Psico, um grupo esquecido dos anos 60, de Tony Moura, renasce com Zé Castro, Filipe Mendes e o vocalista performático com ares de canastrão Bon Scott, António Garcez. O som progressivo é gravado em disco, ainda com Mendrix, mas já sem a dupla Garcez/Zé Castro que decide fundar outra banda, os Arte & Ofício. Este vai e troca de bandas serve para contextualizar a génese da música mais teimosa dos anos seguintes.

“Depois do 25 de Abril, o Roxigénio surgiu a cantar inglês, houve alguém que nos chamou imperialistas, o país estava muito quente, cansado da ditadura, tudo que estava associado a estrangeirismos era mal visto”, contou Filipe na RTP2. O novo power trio, Roxigénio, com a dupla Garcez/Zé Castro, totalmente ancorado nos solos de Filipe, obstinados a cantar em inglês, lança o disco em 1980, no mesmo ano que sai o abre latas do rock cantado em português, Ar de Rock. “Estamos adiantados 20 anos em relação a Rui Veloso”, dizia em entrevista o sempre controverso Garcez, vocalista da banda maldita que consegue de teimosia lançar três discos e manter-se na estrada a liderar o parco movimento de hard rock anglófono, ao lado de outros corajosos como os Go Graal Blues Band. Filipe retorna onde foi feliz, ao palco do Vilar de Mouros, segunda edição, 1982, na companhia dos U2, noites que, segundo os historiadores sobreviventes, eram iluminadas pelos ácidos.

O boom rock português, o único momento da nossa história da música popular que o rock tomou proporções de fenómeno nacional, deveria ter sido a consagração da guitarra de Filipe Mendes. Porém, mantinha-se a maldição dos Roxigénio em não vingar, e numa medida drástica, o guitarrista decide mudar-se para uma aldeia no Brasil com a mulher e filhos, confins de Minas Gerais. Entretém-se com concertos na própria casa, palco improvisado com terra e soalho, a tocar em noites de lua cheia para toda a aldeia. E assim passam dez anos.

Ena Pá Phil

Recomeça a vida em Portugal, no Porto como professor de guitarra, em 1992. Os Roxigénio são reformulados, e entre os compromissos que conseguem agendar, estão as primeiras partes para uma banda bizarra de Campo de Ourique que atrai a atenção do país, pela música, pelo comportamento, pela estrutura conceptual do circo em palco, mas sobretudo pelos palavrões. “A irreverência, enfim, os palavrões que, no fundo, escondem um monte de mensagens”, dizia ao Expresso na festa dos 20 anos da banda. Conhecem-se nos bastidores do “merda concerto” no Pavilhão Carlos Lopes e em pouco tempo, Manuel João Vieira dá uma segunda vida a Filipe Mendes, renovado como o personagem Phil Mendrix.

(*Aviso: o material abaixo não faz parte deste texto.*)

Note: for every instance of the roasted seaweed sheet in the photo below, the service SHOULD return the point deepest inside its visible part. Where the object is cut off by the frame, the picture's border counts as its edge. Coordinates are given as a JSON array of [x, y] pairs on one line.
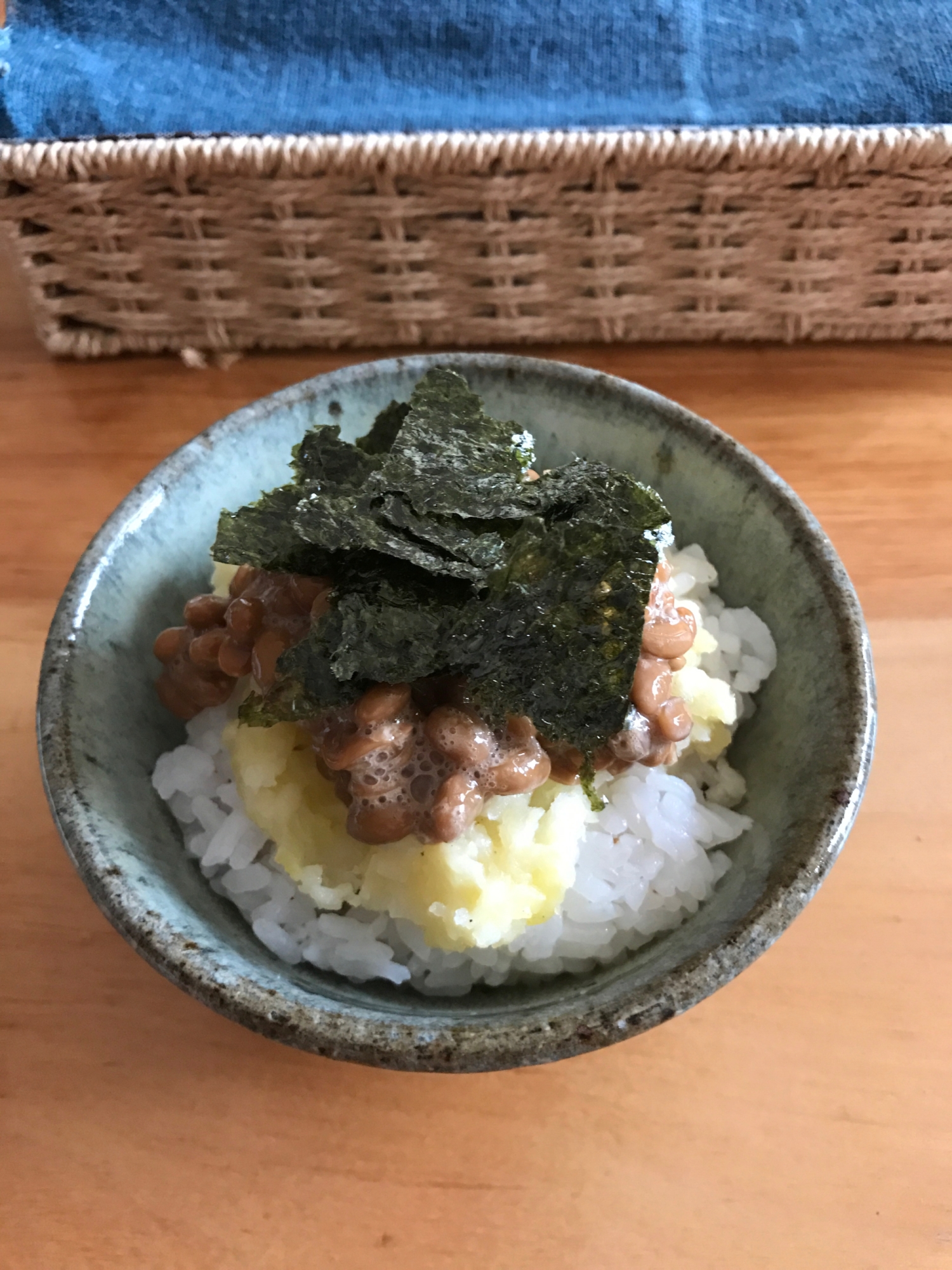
[[446, 558]]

Passa a presença constante nos Ena Pá 2000 e Irmãos Catita, é dos principais intervenientes em A Luta Continua!, disco de clássicos como “Bóbó Bem Bom” e “Paedophilia Com A Minha Tia”, e é ponto alto dos concertos da banda por Portugal, pelo saudoso Cabaret Maxime, na Praça da Alegria. Este ano vimos Mendrix na banda sonora, e filme, de Bruno de Almeida, inspirado no antigo Cabaret Maxime, protagonizado por Michael Imperioli.

Ao longo destes 70 anos de vida, Filipe Mendes nunca parou de tocar, nem quando estava a dormir, segundo a mulher gosta de contar: o marido na cama, a dedilhar longos e complexos solos de olhos fechados. Manteve-se sempre próximo aos projectos de Manuel João Vieira, recuperou a banda Charruas de Dany Silva, festejou os 50 anos de carreira no Ritz Clube na companhia de Jorge Palma e Rui Veloso, recebeu a medalha de honra da SPA e teve ainda um documentário sobre a sua vida, de Paulo Abreu, a estrear no doclisboa.

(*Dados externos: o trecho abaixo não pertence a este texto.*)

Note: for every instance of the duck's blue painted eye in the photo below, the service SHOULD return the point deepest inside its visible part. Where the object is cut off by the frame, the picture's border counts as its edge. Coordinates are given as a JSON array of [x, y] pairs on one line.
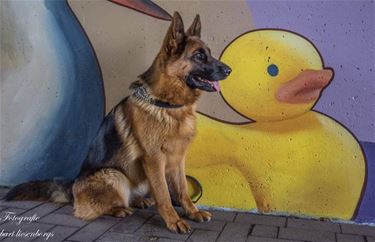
[[273, 70]]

Nestes últimos dias, no hospital, inconsciente, continuava a tocar guitarra, com os mesmos olhos cerrados, a mesma cabeleira encaracolada, até ao fim. Longa vida a Phil Mendrix.

O corpo de Filipe “Phil Mendrix” Mendes estará em câmara ardente a partir das 15h de terça-feira, dia 14, na Capela de Santa Maria nos Jerónimos. O funeral realiza-se no dia 15. Missa de corpo presente às 14h e saída para o Cemitério dos Prazeres às 15h.